ムンクの叫びのごとく、本気で顔を青ざめさせる仁花ちゃんが、私のTシャツを凝視しながら何度も深いお辞儀をする。

「わ、私なぞが苗字先輩のTシャツを濡らしてしまうだなんて!?」
「ま、待って仁花ちゃん! そんな急に動くと熱中症になるかもしれないから!」
「で、でも……!」

見てみれば確かに、仁花ちゃんの涙と濡れた手によって、若干肌着や下着が透けそうになっている。ただ、お洒落なミルクティー柄という理由だけで白地のシャツを選んだのは私の落ち度だし、こういうトラブルが発生した時用の飛び道具は既に用意済みなのだ。

「大丈夫! 私、着替えはちゃんと持ち歩いてるから!」
「ほ、本当ですか……?」
「うん。ほらほら見て! この間、影山くんに教えてもらって通販で買ったリベロ魂シャツ! これを皆にお披露目したかったのは本当だし!」
「ウッ……苗字さんが圧倒的女神……!」
「あ」
「え!? 私また何かやらかしましたか!?」
「んーん、そうじゃなくてね。
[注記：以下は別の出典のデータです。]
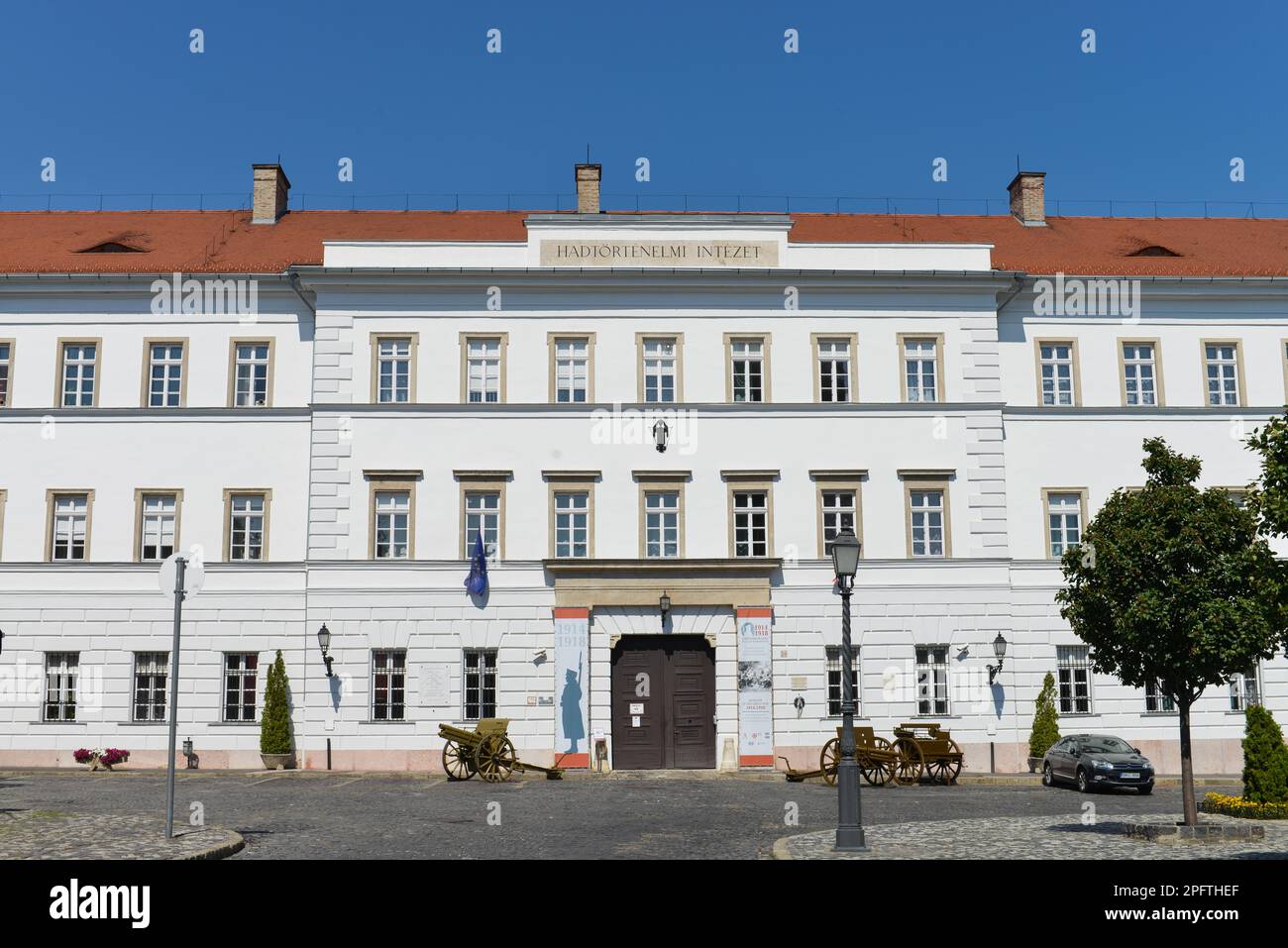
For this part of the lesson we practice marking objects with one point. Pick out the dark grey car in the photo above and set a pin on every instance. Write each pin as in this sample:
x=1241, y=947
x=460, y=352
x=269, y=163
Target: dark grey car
x=1093, y=762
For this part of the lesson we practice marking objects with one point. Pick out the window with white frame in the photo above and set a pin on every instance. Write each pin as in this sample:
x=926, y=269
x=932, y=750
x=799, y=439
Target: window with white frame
x=1073, y=669
x=1056, y=365
x=393, y=524
x=387, y=685
x=1244, y=689
x=572, y=524
x=393, y=369
x=158, y=517
x=750, y=523
x=150, y=682
x=241, y=673
x=246, y=513
x=836, y=678
x=62, y=670
x=1138, y=373
x=483, y=366
x=250, y=375
x=919, y=369
x=926, y=515
x=661, y=524
x=1157, y=700
x=165, y=375
x=572, y=369
x=1222, y=365
x=69, y=526
x=747, y=368
x=660, y=364
x=833, y=369
x=483, y=511
x=932, y=681
x=80, y=365
x=1064, y=522
x=478, y=695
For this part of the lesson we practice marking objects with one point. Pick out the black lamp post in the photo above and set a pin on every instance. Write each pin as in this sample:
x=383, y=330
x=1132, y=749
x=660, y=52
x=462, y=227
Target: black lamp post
x=1000, y=651
x=325, y=643
x=849, y=828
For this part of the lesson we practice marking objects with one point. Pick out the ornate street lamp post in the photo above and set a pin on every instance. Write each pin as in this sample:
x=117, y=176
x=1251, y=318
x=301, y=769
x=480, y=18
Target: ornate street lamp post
x=849, y=828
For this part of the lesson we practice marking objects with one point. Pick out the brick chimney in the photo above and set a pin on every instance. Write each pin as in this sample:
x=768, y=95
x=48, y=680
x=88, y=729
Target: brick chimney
x=588, y=188
x=1028, y=197
x=270, y=192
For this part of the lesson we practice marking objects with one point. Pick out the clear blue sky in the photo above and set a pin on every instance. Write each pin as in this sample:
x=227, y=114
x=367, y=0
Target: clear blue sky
x=702, y=88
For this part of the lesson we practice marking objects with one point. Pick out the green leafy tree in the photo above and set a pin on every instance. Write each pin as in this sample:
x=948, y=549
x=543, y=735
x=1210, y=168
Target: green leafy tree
x=1265, y=759
x=274, y=727
x=1046, y=720
x=1172, y=584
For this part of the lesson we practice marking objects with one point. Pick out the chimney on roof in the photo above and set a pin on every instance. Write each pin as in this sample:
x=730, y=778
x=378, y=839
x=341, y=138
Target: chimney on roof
x=270, y=192
x=1028, y=197
x=588, y=188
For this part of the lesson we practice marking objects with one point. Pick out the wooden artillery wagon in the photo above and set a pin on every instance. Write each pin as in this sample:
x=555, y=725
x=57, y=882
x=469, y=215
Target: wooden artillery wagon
x=485, y=751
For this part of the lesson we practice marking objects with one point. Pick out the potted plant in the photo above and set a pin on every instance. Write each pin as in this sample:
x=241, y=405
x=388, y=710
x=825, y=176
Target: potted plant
x=274, y=727
x=1046, y=724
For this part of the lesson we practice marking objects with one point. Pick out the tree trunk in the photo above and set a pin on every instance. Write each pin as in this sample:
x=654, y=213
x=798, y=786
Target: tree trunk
x=1192, y=810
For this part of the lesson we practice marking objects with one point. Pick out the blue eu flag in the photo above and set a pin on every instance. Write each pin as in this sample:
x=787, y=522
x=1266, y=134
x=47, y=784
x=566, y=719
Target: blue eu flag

先輩じゃなくて、さん付けで呼んでもらえるの嬉しいなって」

うちには後輩マネがいないから、年下の女の子から親しげに呼んでもらえるのは憧れていたのだ。素直に嬉しくて、我ながら子どもっぽく笑ってしまう。
一旦はシャツもこのままで良いかと作業を再開すれば、仁花ちゃんも慌てて手を動かし始める。

「そ、そうですか……?」
「うん、もちろん。仁花ちゃんさえ良ければ好きに呼んでね」
「え!? 好きに!?」
「ふふ、何でそんなに驚くの?」
「いや! その! 苗字さんって下のお名前が素敵だなと……勝手に思っていたもので……しかし苗字さんのファンの皆様に暗殺されかねないですし……」
「いやいや、さすがに他校の後輩相手に下手なことしないから大丈夫だよ!? 本当に、良ければ好きに呼んでもらえたら嬉しいし」

何故か再びうるうると涙を溜めた仁花ちゃんと、笑いながら作業を続けた。帰り道で唐突に「名前さん!」と呼ばれた時は驚いたけど、胸がパッと華やぐような心地になった。
たとえ学校やチームや違ったとしても、年下の後輩が育っていく様はいつだって嬉しくて、幸せで、誇らしかった。